A partir do que já foi dito acima e analisando textos e debates sobre o decrescimento e sobre a economia solidária identifico alguns elementos comuns entre ambos movimentos, dos quais cito seis: 1) compromisso com a equidade e o bem estar social de todos e todas em que a redistribuição é uma condição fundamental; 2) defesa da necessidade de reformulação do sistema monetário-financeiro, com a proposição de diferentes tipos de políticas e instituições, como por exemplo, novas formas de moedas, um sistema financeiro controlado democraticamente e sem finalidade primeira de crescer e acumular; 3) relocalização da economia, onde se prioriza a produção local, a partir dos recursos naturais e financeiros locais, para atender as necessidades locais; 4) a submissão do lucro e da acumulação de capital às necessidades humanas reais; 5) a solidariedade como valor central no processo de produção e o controle social e coletivo sobre os empreendimentos econômicos; 6) a necessidade de se atribuir outros sentidos às instituições sociais e econômicas, como o mercado, a moeda, o sistema financeiro, à noção de necessidade e ao benefício comercial e financeiro, como por exemplo, conceber o mercado como meio e como espaço em que se estabelecem outras relações sociais para além da simples troca econômica, como o encontro de saberes, da partilha e da construção de laços sociais.
 
Para concluir, acredito que a economia solidária e o decrescimento expressam claramente que o entendimento do esgotamento do modelo socioeconômico ocidental está presente tanto nos países do Norte como nos do Sul.

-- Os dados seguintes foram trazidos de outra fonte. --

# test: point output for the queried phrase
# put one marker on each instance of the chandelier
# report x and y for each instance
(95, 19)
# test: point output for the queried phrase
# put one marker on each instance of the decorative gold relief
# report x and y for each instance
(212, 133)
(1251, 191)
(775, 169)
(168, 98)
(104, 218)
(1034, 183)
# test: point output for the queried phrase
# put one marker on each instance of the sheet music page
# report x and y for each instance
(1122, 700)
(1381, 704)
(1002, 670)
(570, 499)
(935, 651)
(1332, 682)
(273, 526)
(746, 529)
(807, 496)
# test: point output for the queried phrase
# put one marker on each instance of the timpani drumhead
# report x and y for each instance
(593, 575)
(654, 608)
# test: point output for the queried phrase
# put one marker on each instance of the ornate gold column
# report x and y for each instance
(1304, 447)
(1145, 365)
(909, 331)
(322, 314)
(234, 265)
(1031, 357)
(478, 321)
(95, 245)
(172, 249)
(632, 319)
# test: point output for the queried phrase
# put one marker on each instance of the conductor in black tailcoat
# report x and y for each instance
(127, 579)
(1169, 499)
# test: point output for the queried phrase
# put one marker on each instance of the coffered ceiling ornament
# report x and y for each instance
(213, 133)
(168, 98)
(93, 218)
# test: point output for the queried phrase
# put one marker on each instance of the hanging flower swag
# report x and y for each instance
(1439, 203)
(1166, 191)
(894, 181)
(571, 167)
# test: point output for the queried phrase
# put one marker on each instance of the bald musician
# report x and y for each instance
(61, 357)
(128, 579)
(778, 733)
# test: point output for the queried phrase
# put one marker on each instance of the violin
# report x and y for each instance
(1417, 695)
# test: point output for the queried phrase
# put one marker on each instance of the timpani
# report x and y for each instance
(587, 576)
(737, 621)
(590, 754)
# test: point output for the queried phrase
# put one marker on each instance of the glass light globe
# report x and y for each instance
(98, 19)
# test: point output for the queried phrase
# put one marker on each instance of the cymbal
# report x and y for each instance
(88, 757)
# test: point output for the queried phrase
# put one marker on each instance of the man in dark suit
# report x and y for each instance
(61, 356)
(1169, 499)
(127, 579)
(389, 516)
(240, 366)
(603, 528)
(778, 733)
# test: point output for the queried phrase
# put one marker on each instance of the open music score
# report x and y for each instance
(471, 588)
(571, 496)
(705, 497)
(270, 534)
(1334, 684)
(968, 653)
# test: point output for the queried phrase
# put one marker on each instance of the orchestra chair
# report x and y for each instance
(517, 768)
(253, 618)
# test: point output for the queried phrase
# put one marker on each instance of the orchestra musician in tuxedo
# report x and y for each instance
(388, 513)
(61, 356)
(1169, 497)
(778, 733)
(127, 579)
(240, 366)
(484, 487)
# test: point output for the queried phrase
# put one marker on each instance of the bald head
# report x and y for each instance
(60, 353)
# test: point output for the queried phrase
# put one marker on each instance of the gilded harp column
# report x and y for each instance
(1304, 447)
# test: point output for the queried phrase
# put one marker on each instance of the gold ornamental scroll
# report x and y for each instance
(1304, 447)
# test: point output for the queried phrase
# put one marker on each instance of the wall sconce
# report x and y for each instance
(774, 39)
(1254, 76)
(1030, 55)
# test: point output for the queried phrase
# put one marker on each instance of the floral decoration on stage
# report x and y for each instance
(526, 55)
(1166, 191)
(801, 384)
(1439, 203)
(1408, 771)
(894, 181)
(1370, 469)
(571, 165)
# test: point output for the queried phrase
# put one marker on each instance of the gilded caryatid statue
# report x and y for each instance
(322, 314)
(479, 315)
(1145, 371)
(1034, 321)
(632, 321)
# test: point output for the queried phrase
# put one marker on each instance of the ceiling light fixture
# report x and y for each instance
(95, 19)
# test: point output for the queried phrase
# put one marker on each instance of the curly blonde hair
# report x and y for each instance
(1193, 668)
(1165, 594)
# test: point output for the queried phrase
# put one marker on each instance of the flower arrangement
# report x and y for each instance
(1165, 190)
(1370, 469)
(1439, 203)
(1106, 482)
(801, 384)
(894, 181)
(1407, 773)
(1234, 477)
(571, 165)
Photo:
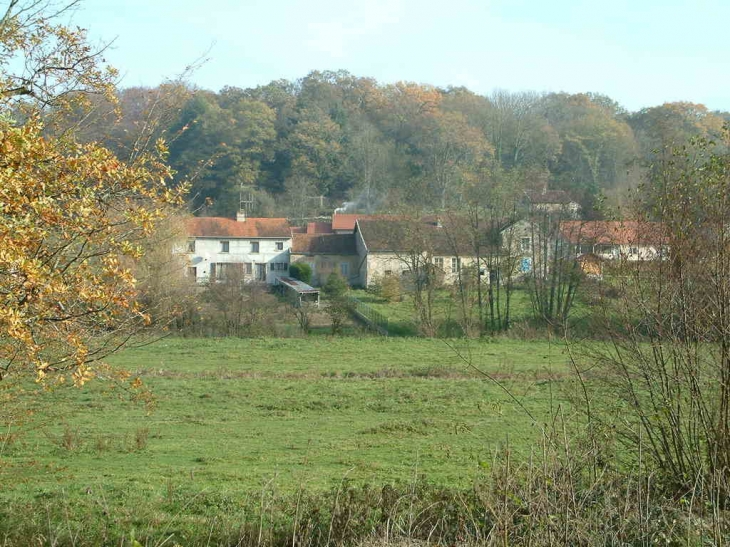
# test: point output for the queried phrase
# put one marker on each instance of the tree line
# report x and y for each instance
(305, 146)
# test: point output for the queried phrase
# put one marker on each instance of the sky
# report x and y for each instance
(640, 53)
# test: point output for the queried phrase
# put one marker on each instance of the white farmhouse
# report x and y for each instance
(257, 249)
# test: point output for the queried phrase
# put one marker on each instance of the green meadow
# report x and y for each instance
(232, 415)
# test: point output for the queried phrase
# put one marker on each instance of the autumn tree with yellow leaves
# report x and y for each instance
(72, 215)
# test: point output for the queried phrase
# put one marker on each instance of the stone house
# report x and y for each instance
(327, 253)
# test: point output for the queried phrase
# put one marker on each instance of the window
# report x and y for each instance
(525, 245)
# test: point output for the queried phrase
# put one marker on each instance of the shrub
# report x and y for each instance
(336, 286)
(390, 288)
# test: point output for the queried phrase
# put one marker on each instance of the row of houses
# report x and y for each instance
(364, 248)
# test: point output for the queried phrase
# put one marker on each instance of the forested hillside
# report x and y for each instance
(306, 146)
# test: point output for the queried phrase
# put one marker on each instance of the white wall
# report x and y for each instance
(208, 251)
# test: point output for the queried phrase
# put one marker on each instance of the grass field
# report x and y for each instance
(232, 415)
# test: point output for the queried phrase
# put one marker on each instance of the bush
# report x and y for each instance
(301, 271)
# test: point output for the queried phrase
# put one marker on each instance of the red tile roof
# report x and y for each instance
(327, 244)
(346, 221)
(227, 227)
(622, 232)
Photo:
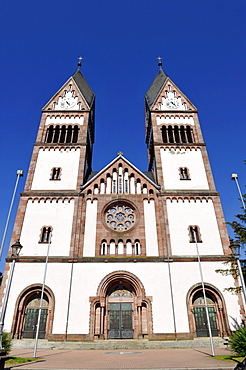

Diferentes movimentos sociais em diferentes contextos históricos, sociais e ambientais parecem expressar elementos em comum que abrem espaços para a construção de alianças na construção de alternativas à esse modelo de desenvolvimento que se pretende hegemônico. Mas, mais do que uma aliança, me parece que a Economia Solidária no Brasil é um dos movimentos que poderá dar legitimidade e sentido ao debate do Decrescimento para além do contexto europeu, trazendo-o para lhe atribuir sentido numa perspectiva desde o Sul. E assim assumirmos que a economia do crescimento ilimitado, consumista e individualista também não nos interessa.

Originalmente publicado em Jornal do 2o Fórum Social e 2a Feira Mundial de Economia Solidária. Santa Maria – RS. p. 42, 2013.